As I have made a few ounces (I have begun to price things not in $s or Euros but in the universally accepted currency of the last 6,000 years), I see no reason why I should not tout my own holdings as listed below. Take note that I bought all these shares - and the bullion - between 2003 and April 2005. All stocks mentioned are strategic holdings that will not be sold in the foreseeable future. I am still adding to my bullion stake though as I see gold going way above $1,000 in the next 2 or 3 years too, mostly for the reasons stated in the Chevreux report.
● Goldcorp (GG): I bought the share last year around $14 because the company was then debt free and it is the lowest-cost gold producer I know. Goldcorp has added debt since for aquisitions which will allow the company to stay on a strong expansion course. I plan to add more.
● DRD Gold (DROOY): This is a turnaround play and the miner with the deepest mines in the world. So they have the knowhow to undig the yellow metal from anywhere - as long as it is there.
● Redback Mining: My biggest bet. Redback is an Australian company, listed in Toronto, that turned from explorer into miner only last November and owns major claims in Ghana. I have followed this company for 2 years, and they have constantly overshot all the targets they had set themselves. Their calculations were based on a gold price of $375 per ounce.
● Royal Gold (RGLD): Although this is no miner, I like their strategy.
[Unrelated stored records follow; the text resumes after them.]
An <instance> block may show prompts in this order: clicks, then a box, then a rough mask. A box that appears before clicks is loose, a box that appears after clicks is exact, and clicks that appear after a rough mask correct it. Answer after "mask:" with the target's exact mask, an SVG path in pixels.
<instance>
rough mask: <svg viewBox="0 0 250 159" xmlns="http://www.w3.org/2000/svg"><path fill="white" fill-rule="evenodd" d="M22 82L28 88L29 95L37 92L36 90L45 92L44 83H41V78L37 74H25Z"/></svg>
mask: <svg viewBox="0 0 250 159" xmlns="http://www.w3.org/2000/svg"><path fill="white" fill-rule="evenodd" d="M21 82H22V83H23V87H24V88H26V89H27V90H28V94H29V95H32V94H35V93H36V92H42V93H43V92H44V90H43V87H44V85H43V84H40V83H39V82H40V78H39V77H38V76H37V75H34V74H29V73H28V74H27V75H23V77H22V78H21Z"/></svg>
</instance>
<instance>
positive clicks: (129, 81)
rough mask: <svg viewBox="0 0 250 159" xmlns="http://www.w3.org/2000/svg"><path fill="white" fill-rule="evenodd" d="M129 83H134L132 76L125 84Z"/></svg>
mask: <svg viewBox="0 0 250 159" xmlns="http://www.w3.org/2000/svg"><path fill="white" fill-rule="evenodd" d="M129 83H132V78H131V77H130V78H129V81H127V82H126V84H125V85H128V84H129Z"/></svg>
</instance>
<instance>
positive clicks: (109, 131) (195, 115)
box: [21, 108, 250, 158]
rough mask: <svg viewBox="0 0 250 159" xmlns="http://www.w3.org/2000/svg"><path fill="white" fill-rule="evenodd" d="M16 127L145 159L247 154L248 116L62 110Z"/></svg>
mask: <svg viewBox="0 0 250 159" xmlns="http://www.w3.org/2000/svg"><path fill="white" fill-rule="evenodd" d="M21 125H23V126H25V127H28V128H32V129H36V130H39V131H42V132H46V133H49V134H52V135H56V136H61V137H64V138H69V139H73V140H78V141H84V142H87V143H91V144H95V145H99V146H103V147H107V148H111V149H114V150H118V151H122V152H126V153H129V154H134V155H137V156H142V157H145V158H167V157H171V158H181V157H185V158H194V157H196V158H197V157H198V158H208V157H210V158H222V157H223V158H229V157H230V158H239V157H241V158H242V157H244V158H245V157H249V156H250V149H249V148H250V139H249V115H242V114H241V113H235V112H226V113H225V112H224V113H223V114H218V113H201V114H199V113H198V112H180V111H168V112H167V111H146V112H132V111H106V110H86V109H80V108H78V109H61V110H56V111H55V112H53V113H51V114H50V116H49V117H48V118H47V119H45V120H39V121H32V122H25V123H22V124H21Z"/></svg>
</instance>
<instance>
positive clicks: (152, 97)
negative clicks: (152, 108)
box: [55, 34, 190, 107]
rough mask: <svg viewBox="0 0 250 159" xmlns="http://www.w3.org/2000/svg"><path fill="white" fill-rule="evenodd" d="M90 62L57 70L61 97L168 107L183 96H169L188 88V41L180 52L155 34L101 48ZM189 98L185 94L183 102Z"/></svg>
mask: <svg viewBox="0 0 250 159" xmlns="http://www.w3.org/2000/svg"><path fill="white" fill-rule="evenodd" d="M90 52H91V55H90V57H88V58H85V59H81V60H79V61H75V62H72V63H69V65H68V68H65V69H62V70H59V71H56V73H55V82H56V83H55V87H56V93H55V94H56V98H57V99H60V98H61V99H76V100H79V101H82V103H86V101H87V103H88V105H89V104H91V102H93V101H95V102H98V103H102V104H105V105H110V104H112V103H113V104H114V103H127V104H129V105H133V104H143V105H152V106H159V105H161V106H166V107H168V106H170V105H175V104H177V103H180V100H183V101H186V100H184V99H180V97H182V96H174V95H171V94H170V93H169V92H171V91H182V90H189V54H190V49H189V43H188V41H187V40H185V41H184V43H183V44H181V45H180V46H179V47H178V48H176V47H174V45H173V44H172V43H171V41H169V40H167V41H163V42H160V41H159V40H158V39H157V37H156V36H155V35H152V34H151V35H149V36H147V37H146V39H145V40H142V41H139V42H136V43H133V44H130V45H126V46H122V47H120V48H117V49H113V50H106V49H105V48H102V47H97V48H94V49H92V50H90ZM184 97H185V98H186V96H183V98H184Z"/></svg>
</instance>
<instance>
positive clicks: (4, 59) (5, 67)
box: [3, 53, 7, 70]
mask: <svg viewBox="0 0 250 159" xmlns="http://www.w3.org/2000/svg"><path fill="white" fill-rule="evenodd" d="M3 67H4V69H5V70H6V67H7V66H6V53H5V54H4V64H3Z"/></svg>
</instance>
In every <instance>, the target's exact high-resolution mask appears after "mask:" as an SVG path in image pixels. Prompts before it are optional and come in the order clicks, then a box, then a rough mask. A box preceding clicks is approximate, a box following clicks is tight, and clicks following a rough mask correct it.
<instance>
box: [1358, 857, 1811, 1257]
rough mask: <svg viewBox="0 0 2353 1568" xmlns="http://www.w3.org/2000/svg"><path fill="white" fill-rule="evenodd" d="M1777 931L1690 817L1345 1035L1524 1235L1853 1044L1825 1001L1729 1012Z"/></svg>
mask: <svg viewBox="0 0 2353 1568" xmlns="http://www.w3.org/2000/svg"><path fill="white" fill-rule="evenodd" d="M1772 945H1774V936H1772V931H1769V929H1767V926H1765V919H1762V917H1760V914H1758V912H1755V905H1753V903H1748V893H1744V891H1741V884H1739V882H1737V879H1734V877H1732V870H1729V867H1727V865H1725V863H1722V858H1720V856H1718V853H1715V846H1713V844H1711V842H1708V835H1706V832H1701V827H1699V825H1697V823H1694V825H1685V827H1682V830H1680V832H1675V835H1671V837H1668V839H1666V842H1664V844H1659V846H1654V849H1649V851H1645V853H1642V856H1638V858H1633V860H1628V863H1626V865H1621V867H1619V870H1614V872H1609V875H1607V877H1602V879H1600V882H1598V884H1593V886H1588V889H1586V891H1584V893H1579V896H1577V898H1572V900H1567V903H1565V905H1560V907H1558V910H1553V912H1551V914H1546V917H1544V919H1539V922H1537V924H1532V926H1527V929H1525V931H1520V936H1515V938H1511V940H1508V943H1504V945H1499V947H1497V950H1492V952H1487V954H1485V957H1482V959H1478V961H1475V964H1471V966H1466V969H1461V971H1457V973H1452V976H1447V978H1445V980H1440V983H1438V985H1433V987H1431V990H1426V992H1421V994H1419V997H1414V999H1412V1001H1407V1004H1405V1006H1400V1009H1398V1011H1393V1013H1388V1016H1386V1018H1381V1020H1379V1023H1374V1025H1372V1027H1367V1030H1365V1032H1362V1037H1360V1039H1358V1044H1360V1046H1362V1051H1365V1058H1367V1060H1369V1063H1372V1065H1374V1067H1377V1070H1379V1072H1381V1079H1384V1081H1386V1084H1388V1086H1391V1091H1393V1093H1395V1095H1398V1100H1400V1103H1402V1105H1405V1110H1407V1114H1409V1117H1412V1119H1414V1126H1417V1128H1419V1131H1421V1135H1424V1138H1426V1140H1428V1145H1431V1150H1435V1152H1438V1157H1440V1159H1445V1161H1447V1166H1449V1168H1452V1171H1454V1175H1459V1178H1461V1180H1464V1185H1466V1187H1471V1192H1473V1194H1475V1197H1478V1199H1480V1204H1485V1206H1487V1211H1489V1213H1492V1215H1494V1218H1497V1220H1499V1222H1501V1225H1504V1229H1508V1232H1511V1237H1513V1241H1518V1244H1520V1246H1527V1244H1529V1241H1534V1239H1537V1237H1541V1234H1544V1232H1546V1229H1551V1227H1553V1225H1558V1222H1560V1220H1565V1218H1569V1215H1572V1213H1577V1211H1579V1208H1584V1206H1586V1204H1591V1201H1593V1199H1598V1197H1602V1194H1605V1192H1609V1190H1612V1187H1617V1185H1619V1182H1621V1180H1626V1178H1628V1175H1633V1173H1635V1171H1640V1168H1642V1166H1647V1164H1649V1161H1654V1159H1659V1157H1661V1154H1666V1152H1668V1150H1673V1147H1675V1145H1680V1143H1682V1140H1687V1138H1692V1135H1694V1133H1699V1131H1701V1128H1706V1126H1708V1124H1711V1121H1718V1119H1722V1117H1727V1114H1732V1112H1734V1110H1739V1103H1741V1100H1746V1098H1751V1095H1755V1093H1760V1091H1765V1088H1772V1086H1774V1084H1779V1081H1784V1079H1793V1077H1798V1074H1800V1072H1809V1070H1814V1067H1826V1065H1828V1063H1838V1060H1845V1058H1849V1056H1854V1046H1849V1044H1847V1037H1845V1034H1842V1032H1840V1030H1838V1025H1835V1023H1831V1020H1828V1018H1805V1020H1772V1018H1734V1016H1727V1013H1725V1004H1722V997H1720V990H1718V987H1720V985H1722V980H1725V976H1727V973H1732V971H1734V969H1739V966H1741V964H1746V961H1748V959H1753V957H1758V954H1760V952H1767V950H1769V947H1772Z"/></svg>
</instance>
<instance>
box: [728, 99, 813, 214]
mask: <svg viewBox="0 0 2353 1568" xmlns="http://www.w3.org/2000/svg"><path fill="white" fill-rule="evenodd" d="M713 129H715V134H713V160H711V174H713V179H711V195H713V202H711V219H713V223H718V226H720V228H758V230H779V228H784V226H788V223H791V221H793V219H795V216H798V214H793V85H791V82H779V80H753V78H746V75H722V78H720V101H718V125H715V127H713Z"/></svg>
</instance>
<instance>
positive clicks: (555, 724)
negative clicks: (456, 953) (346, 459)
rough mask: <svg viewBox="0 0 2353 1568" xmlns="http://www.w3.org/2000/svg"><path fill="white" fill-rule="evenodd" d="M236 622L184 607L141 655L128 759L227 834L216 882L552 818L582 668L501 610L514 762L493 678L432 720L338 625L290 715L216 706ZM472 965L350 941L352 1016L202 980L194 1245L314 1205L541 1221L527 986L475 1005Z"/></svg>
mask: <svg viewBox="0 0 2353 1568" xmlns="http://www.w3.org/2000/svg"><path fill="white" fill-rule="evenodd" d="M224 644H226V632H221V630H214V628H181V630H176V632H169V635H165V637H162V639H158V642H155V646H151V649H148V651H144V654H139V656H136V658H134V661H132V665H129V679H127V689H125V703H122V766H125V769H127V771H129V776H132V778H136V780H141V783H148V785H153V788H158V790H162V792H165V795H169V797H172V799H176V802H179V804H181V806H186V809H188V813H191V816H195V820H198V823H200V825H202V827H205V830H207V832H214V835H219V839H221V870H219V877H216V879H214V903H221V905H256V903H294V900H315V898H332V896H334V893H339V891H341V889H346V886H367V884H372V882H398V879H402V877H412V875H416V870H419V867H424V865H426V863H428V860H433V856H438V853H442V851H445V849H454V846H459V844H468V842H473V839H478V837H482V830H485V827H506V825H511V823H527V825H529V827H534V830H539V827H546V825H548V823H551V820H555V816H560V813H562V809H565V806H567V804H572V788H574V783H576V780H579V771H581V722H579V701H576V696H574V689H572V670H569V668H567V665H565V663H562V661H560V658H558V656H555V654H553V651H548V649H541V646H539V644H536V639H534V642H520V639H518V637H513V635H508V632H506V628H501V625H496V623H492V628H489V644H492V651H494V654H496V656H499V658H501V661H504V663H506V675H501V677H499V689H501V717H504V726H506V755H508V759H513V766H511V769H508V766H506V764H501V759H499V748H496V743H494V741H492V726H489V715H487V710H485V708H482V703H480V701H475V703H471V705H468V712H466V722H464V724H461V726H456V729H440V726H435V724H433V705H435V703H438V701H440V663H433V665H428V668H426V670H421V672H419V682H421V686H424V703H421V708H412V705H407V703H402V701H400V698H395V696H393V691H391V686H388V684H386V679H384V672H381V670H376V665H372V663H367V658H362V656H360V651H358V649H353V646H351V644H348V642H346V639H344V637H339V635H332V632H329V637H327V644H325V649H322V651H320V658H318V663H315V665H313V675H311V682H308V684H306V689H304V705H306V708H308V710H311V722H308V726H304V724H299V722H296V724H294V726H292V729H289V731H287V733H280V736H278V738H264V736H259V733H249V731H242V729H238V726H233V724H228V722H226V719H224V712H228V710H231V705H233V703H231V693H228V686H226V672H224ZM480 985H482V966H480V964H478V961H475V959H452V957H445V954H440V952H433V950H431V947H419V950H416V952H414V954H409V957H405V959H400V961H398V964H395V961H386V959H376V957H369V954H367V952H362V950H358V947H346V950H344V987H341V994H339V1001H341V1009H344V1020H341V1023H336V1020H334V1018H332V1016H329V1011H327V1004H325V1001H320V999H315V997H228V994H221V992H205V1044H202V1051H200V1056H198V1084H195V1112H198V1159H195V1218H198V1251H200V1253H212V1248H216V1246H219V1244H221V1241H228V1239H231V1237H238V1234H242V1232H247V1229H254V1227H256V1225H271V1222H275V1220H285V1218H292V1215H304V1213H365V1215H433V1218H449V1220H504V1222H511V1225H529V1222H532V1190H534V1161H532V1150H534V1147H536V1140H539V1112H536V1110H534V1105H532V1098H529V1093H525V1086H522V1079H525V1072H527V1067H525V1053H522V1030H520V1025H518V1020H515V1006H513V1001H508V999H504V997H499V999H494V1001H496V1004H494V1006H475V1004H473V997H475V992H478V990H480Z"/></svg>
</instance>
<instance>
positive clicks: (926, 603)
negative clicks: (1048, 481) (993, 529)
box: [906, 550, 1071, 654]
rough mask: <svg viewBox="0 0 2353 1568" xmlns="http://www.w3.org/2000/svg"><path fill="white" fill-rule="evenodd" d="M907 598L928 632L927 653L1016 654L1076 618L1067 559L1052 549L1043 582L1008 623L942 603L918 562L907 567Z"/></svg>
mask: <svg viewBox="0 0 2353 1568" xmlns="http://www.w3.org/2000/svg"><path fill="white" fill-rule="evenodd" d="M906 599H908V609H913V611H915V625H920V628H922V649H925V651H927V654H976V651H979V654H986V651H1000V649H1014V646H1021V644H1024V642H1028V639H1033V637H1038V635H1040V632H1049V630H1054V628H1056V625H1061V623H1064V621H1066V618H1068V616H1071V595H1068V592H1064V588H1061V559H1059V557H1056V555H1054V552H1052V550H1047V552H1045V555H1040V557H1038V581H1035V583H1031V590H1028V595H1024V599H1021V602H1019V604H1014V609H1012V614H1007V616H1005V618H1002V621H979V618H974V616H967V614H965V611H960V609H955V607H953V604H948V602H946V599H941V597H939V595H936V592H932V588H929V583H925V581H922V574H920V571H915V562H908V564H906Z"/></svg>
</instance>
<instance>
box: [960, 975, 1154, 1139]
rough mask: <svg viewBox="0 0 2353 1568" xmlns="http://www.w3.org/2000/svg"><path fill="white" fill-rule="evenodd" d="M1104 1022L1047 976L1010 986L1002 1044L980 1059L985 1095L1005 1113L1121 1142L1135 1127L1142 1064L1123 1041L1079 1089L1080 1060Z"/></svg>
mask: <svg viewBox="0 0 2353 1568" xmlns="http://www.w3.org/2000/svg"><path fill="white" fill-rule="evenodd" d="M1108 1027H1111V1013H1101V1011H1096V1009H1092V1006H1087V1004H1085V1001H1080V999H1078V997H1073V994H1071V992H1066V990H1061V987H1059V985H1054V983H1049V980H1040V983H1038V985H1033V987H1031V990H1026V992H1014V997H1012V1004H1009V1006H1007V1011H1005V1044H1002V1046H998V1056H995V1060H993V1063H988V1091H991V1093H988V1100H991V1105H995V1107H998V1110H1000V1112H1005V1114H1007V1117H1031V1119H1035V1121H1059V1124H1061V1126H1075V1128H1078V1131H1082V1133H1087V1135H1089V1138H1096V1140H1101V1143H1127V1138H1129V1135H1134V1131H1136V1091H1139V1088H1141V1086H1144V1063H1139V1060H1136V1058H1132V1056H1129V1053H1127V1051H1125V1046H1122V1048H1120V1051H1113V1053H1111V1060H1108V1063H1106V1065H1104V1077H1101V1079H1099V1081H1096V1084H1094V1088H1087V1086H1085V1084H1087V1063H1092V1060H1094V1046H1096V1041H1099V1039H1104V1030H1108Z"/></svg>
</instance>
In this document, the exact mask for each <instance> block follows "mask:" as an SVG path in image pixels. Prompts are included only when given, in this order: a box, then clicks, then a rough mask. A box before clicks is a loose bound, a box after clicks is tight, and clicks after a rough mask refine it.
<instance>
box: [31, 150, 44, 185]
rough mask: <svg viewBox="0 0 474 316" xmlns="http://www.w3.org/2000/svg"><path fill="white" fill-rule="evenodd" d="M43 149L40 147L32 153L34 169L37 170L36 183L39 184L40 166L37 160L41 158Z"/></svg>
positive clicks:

Royal Gold arranges the financing for miners and gets royalties on a sliding scale. The company last year made it for the second time onto the Forbes list of 100 junior stocks. The shares doubled recently, but are still favored by fund managers.
● Western Silver (WTZ): At $18, the company has proven and probable silver reserves of more than $70 per share. Any more arguments needed?
NOTE: Never buy a share without doing your own research.
Now, after baring my investing soul, come the key points from the Chevreux report, written by Paul Mylchreest:
We are raising our mid-cycle gold price estimate to USD900/oz from USD750/oz and see the possibility of a spike to USD2,000, or higher. Covert selling (via central bank lending) has artificially depressed the price for a decade.
Central banks have 10,000-15,000 tonnes of gold less than their officially reported reserves of 31,000. This gold has been lent to bullion banks and their counterparties and has already been sold for jewelry, etc. Non-gold producers account for most and may be unable to cover shorts without causing a spike in the gold price.
There is a supply deficit in the gold market of around 1,300 tonnes per year before any central bank selling and perhaps 700 tonnes per year after 'official' sales but before covert selling. This compares with world gold mine output of only 2,500 tonnes per year. Some central banks, notably Russia, are starting to buy gold.
Gold acts as an early warning of potential crisis such rising inflationary/deflationary pressures and general confidence in paper currency, especially the U.S. dollar. A strongly rising gold price could have severe consequences for U.S. monetary policy and the U.S.dollar. History suggests that gold always wins against an inflating paper currency (that is, one subject to excessive supply growth).
Gold and gold mining stocks are poised for an unprecedented rise in prices and profile. Investors in UK/European equities need to assess the implications for their portfolios..
I still recommend to read the whole thing. A worthwhile read for your weekend, definitely.